I have a build setup for master/8.7 but have not had a chance to try it.
As a workaround until then, adding a dummy select as the first query seems to avoid the issue.
Something like:
SELECT * FROM (
SELECT null foo_id, null created_at, null source
UNION ALL
SELECT foo_id, created_at, 'Foo' from foo.items
UNION ALL
SELECT bar_id, created_at, 'Bar' from bar.items
) x where x.source is not null;
Edit: I was getting weird results with this workaround until I added "LIMIT 1" to the dummy query.
Tom
-
7. Re: Partitioned UNION
tom9729 Feb 24, 2014 7:02 PM (in response to tom9729)On a related note, is there a way to push an order by into the inner queries?
Edit (because I've been rate limited):
Whoops, yep. This is my query.
select * from (
(select item_id, created_at, 'Foo' source from foo.items order by created_at desc limit 5000)
union all
(select item_id, created_at, 'Bar' source from bar.items order by created_at desc limit 5000)
) x
where
source in ('Foo', 'Bar')
order by created_at desc
limit 0, 500;
I'd prefer to remove the ORDER BY from the nested queries and have Teiid add the ORDER BY from the outer query when it can, just as it does with filters from the outer query. Basically I want to send this, but have Teiid run the query from above.
select * from (
(select item_id, created_at, 'Foo' source from foo.items limit 5000)
union all
(select item_id, created_at, 'Bar' source from bar.items limit 5000)
) x
where
source in ('Foo', 'Bar')
order by created_at desc
limit 0, 500;
-
8. Re: Partitioned UNION
shawkins Feb 24, 2014 6:47 PM (in response to tom9729)Can you provide an example of what you mean?
Steve
-
9. Re: Partitioned UNION
shawkins Feb 24, 2014 7:21 PM (in response to shawkins)Generally we have to treat an ordered limit as an in place operation in the plan.
In the case of the second query, what is the advantage of adding the order bys to the union branches? You'll still have to process the parent order by - although there is an existing issue somewhere for us to process distinct/order by over a union in this manner as sorted sublists rather than a full sort.
Steve
-
10. Re: Partitioned UNION
tom9729 Feb 24, 2014 8:38 PM (in response to shawkins)I need an ORDER BY in here because there are generally >5000 results from this, and I'm usually interested in the most recent.
select item_id, created_at, 'Bar' source from bar.items limit 5000
For the whole thing, I want to make a view like this. I have existing code that uses ITEMS. I have V_ITEMS with the same columns as ITEMS, but the data comes from additional sources. I want to be able to switch the software to use V_ITEMS with as few changes as possible. This means that when the software does an ORDER BY on the view I'd like Teiid to run the individual queries with that ORDER BY when possible.

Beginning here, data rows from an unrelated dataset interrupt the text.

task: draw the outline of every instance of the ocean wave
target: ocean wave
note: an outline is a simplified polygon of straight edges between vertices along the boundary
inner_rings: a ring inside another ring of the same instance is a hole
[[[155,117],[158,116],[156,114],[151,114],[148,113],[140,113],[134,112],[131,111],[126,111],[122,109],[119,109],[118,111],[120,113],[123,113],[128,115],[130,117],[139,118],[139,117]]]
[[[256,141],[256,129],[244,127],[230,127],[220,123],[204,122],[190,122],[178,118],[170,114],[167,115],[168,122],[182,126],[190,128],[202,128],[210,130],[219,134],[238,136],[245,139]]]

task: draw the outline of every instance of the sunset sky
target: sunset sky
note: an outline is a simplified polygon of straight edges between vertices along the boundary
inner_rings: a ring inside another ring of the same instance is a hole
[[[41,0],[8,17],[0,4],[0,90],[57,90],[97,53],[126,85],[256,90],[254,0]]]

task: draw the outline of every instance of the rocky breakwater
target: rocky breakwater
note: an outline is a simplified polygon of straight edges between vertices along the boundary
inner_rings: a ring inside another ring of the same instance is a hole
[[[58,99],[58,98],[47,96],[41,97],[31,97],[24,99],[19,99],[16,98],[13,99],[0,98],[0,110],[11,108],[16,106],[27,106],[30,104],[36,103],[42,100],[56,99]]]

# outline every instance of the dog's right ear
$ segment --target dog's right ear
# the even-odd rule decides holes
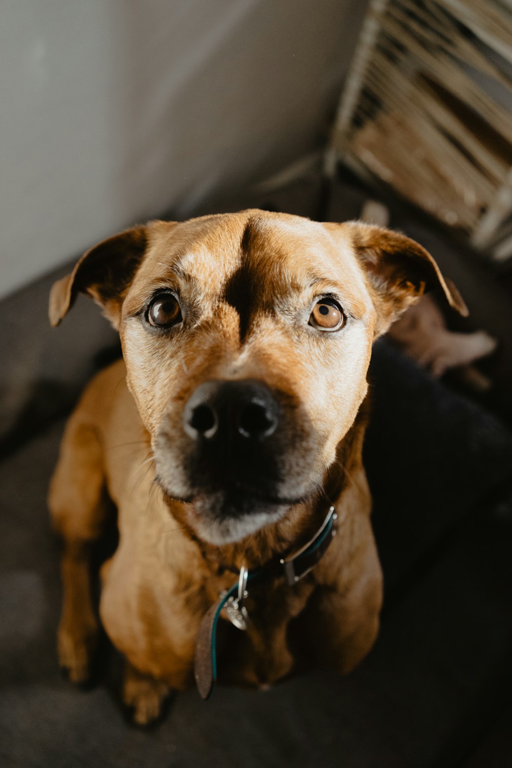
[[[73,306],[77,295],[88,293],[103,309],[114,328],[119,328],[121,306],[147,245],[147,227],[132,227],[91,248],[71,274],[55,283],[50,292],[48,314],[58,326]]]

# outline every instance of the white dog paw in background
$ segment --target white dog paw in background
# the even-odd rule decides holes
[[[389,211],[382,203],[368,200],[361,212],[362,221],[387,227]],[[449,330],[435,300],[424,296],[388,332],[409,357],[435,378],[451,369],[458,369],[464,382],[484,392],[492,386],[491,379],[472,365],[494,352],[497,340],[485,331],[461,333]]]

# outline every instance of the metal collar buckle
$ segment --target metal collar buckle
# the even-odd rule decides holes
[[[334,507],[329,507],[325,519],[313,538],[298,551],[279,560],[289,586],[292,587],[316,565],[331,540],[336,535],[337,519]]]

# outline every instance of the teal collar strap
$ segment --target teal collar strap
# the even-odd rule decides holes
[[[243,566],[236,584],[221,594],[219,601],[203,617],[196,642],[194,673],[197,690],[202,698],[209,699],[217,679],[216,628],[223,608],[226,608],[232,624],[239,629],[247,628],[249,617],[244,607],[247,589],[269,578],[284,575],[290,587],[309,573],[322,558],[336,534],[337,515],[329,508],[323,523],[312,539],[299,550],[286,557],[277,558],[260,568],[247,571]]]

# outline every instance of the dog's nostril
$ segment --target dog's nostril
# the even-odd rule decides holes
[[[238,417],[238,430],[244,437],[265,437],[276,429],[276,419],[259,402],[250,402]]]
[[[189,423],[196,432],[204,435],[215,429],[217,420],[210,406],[202,405],[194,408],[190,415]]]

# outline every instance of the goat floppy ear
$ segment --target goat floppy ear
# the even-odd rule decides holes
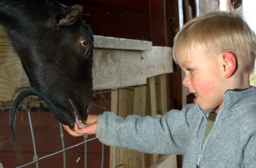
[[[54,14],[52,20],[57,26],[70,25],[76,22],[83,10],[84,8],[82,6],[74,5]]]
[[[224,77],[228,78],[235,72],[237,68],[236,56],[231,52],[225,52],[221,55]]]

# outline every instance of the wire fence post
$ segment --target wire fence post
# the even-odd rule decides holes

create view v_items (...) as
select * from (
(select item_id, created_at, 'Foo' source from foo.items limit 5000)
union all
(select item_id, created_at, 'Bar' source from bar.items limit 5000)
) x;
Might need to take another shot at explaining this in the morning because my brain is toast.
Thanks,
Tom
-
11. Re: Partitioned UNION
shawkins Feb 25, 2014 8:53 AM (in response to tom9729)Ok I think I follow you. You want both the limit and the order by pushed and in this case you'd have the top level limit supersede the nested. Yes, that makes sense and could be done. Can you log an issue?
Steve
-
12. Re: Partitioned UNION
tom9729 Feb 25, 2014 10:12 AM (in response to shawkins)Regarding the limit, I would like even more to be able to do this and have both the ORDER BY and LIMIT pushed. The ORDER BY seems like it should be straightforward, but I'm not sure how the LIMIT would work exactly in this scenario.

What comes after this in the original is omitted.